Ringfort (Rath), Camp, Co. Kerry
Co. Kerry |
Ringforts
Beneath the floor of this early medieval enclosure, a passage continues into darkness that nobody has entered for a very long time.
The stone-lined depression visible just north of centre marks the opening of a souterrain, an underground chamber or tunnel, typically cut into the earth and lined with stone, used in early medieval Ireland for storage and possibly for refuge. At this particular rath on the western side of the Finglas river valley in Camp, that passage appears to run off in a north-easterly direction, but it is no longer accessible. What remains visible above ground is suggestive enough: a probable air-vent for the underground system still opens onto the outer face of the enclosing bank to the north-east, sitting roughly 0.6 metres above the present ground surface.

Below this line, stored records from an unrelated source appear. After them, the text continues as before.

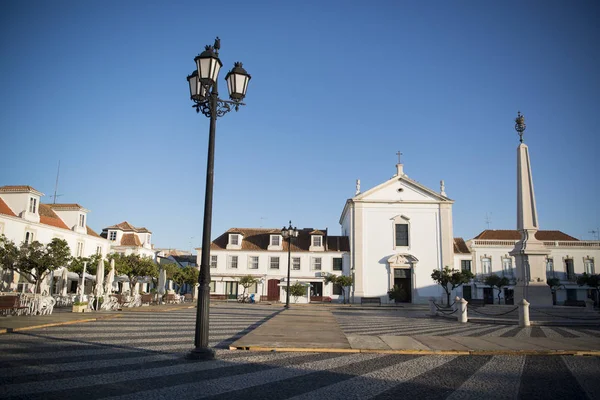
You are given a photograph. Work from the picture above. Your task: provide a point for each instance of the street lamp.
(204, 93)
(289, 233)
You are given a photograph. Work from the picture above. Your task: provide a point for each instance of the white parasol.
(99, 278)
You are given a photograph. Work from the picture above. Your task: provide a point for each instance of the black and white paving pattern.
(141, 356)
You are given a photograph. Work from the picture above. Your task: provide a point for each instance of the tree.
(592, 281)
(494, 281)
(246, 282)
(9, 254)
(135, 267)
(185, 275)
(297, 290)
(35, 260)
(342, 281)
(452, 277)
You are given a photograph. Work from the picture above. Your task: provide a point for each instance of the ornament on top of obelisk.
(529, 252)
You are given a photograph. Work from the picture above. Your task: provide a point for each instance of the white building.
(126, 239)
(568, 258)
(399, 231)
(24, 219)
(263, 254)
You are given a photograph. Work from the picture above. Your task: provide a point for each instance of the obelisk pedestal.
(530, 253)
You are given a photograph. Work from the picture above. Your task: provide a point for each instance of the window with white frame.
(317, 241)
(275, 240)
(316, 263)
(486, 265)
(28, 237)
(401, 235)
(253, 262)
(274, 262)
(232, 261)
(337, 263)
(588, 266)
(79, 252)
(507, 269)
(550, 268)
(465, 265)
(296, 263)
(32, 205)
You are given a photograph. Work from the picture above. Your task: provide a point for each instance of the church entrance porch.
(402, 279)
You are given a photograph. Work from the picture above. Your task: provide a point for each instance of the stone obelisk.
(530, 253)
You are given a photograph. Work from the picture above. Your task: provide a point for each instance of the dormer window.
(275, 240)
(32, 205)
(235, 241)
(317, 241)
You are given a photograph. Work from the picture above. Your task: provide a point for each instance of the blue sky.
(337, 89)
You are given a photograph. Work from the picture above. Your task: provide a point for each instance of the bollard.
(432, 309)
(589, 305)
(524, 313)
(462, 310)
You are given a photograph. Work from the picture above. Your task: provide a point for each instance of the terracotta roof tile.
(491, 234)
(258, 239)
(5, 209)
(91, 232)
(49, 217)
(130, 239)
(460, 247)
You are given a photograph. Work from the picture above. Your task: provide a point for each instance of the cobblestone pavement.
(141, 356)
(399, 323)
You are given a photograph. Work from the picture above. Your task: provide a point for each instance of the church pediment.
(402, 260)
(401, 189)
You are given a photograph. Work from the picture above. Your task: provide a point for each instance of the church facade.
(399, 232)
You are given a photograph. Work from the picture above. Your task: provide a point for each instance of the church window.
(465, 265)
(588, 266)
(401, 235)
(549, 268)
(337, 264)
(486, 265)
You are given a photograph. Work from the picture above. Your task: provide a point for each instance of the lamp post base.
(201, 354)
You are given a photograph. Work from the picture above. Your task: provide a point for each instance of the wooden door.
(273, 290)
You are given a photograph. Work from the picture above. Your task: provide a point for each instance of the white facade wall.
(224, 273)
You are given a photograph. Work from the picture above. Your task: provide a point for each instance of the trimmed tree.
(494, 281)
(9, 255)
(297, 290)
(35, 260)
(592, 281)
(450, 279)
(135, 267)
(246, 282)
(342, 281)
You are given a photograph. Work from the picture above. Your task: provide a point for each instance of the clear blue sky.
(337, 88)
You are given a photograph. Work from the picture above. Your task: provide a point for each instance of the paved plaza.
(140, 355)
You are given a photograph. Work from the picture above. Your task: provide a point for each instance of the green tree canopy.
(450, 279)
(246, 282)
(134, 266)
(35, 260)
(342, 281)
(495, 281)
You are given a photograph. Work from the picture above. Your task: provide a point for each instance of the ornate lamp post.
(204, 93)
(289, 233)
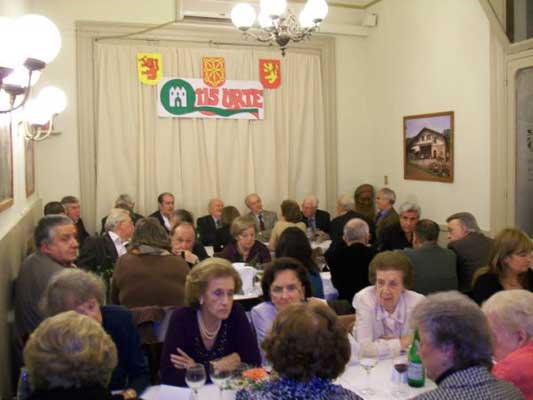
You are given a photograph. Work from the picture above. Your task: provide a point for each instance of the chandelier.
(276, 24)
(27, 45)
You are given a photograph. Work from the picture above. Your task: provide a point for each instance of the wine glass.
(195, 378)
(400, 365)
(219, 376)
(368, 359)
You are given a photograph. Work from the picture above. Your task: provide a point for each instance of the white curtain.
(139, 153)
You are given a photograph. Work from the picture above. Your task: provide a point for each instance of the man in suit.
(434, 268)
(73, 211)
(103, 251)
(208, 224)
(166, 208)
(316, 219)
(57, 246)
(349, 262)
(345, 212)
(470, 245)
(264, 219)
(398, 236)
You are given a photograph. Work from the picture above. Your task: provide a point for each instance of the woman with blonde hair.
(509, 266)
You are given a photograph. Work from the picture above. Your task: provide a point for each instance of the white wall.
(425, 56)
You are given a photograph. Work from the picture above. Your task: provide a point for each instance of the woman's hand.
(181, 360)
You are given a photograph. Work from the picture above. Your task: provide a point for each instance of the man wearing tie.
(265, 219)
(208, 224)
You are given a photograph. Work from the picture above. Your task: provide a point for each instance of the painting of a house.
(428, 147)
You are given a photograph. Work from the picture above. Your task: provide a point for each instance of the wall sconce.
(38, 116)
(27, 45)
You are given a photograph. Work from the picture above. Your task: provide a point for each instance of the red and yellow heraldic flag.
(270, 73)
(150, 68)
(214, 71)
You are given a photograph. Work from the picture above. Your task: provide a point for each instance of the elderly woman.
(149, 275)
(291, 216)
(244, 247)
(386, 215)
(293, 243)
(509, 266)
(83, 292)
(510, 317)
(455, 350)
(308, 348)
(69, 356)
(383, 309)
(212, 327)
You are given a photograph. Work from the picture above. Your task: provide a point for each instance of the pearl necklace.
(209, 335)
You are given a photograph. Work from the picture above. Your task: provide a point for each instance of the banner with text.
(192, 98)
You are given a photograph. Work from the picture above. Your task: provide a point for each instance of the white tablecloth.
(354, 378)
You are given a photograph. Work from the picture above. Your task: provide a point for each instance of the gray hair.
(71, 285)
(388, 194)
(115, 217)
(451, 318)
(407, 207)
(467, 220)
(513, 309)
(346, 202)
(45, 229)
(356, 230)
(69, 350)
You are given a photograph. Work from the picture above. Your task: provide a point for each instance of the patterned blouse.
(288, 389)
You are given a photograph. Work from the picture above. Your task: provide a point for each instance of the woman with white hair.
(510, 317)
(455, 349)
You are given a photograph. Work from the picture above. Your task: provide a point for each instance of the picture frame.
(6, 168)
(29, 162)
(428, 141)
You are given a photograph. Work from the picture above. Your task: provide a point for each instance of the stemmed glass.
(400, 365)
(195, 378)
(368, 359)
(219, 376)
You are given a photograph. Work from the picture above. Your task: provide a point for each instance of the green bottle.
(416, 376)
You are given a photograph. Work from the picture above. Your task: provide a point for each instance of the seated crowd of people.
(471, 301)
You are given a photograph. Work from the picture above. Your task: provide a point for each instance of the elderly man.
(125, 202)
(398, 236)
(73, 211)
(349, 264)
(166, 208)
(470, 245)
(316, 219)
(183, 238)
(433, 267)
(345, 212)
(55, 240)
(208, 224)
(103, 251)
(265, 220)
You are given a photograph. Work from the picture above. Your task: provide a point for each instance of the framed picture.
(6, 168)
(29, 159)
(428, 147)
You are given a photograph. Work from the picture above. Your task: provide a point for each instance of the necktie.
(261, 223)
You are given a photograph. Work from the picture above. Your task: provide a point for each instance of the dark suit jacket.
(97, 251)
(336, 227)
(349, 268)
(472, 253)
(322, 220)
(206, 230)
(433, 268)
(157, 215)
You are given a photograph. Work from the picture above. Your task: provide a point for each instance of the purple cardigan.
(235, 336)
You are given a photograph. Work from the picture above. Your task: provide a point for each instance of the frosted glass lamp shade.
(39, 37)
(243, 16)
(318, 9)
(52, 99)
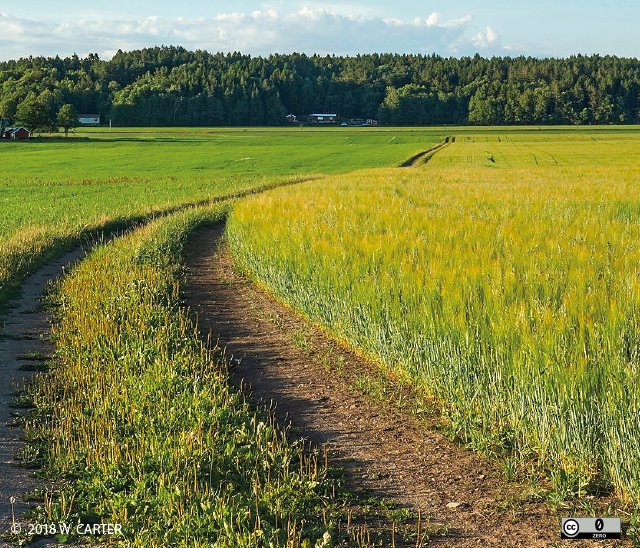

The site is a univallate rath, meaning a ringfort enclosed by a single bank and ditch, a form of farmstead common across Ireland from roughly the fifth to the twelfth centuries. This one sits on an east-facing slope with clear sightlines along the valley in both directions and north towards Tralee Bay, a position that suggests whoever settled here was as interested in visibility as in defence. The enclosing bank is earthen at its core but faced on the interior with drystone masonry, which survives in places to a height of around one metre before giving way to sections of complete collapse. The external face varies considerably in height depending on the gradient: only 0.8 metres on the uphill side, but 2.3 metres where the slope drops away. There are two possible entrances through the bank. The more convincing of the two is a 2.1-metre break at the south-south-east; a gap to the north-west, where the stone facing turns outward to line the edge of the opening, is less certain. A field fence running along the crest of the northern sector has added to the confusion over time, with material collapsing inward and obscuring the bank's original profile. The site was documented by J. Cuppage in the 1986 Dingle Peninsula archaeological survey.